Although these authors’ various politics do not reliably represent my own, their collected writing about libertarianism, especially the linked pieces, does a pretty good job of representing my view of the movement. To whit, the libertarian movement associated with the Tea Party and similar groups does not overlap precisely with the philosophical libertarianism associated with Ayn Rand, John Rawls, and possibly Thomas Jefferson; the libertarian movement is predominately white and male for reasons both philosophical and historical; philosophical libertarianism has a few different versions, but almost all of them are built on contradictions around the legitimate use of violence and/or on erroneous beliefs about the isolation and independence of human decisions; libertarianism in both the movement and philosophical forms is most attractive to people who value freedom above all else, who experience limits to their freedom most often from the government and not from inherited unequal economic relationships or various forms of discrimination and violence, and who are unaware that their experience is unusual; libertarianism is more attractive to people who have not had positive experiences of collective action compared to people who have had positive experiences of collective action; libertarianism does not take seriously enough what game theorists might call the cooperation problem; most, perhaps even all, of libertarianism’s strengths are better represented by some form of collectivist anarchism.
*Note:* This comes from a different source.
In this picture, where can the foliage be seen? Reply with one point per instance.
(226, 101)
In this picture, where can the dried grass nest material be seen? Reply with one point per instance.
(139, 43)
Perhaps I should have said this earlier, but as best I can tell what is called libertarianism is contemporary North American politics is identified under the political compass as right libertarianism: it is libertarian in their authoritarian v. libertarian axis, but it is also “libertarian” (by which I mean deregulated) on the economic axis as well. I tend to consider left libertarianism to be more properly divided up into socialisms and anarchisms rather than libertarianisms. Going into the history of these words might be interesting, but is beyond my scope here.
* Yes, it’s true: if you request that I write a post on a topic, there’s a good chance I will write something in the same genus as the post you had in mind.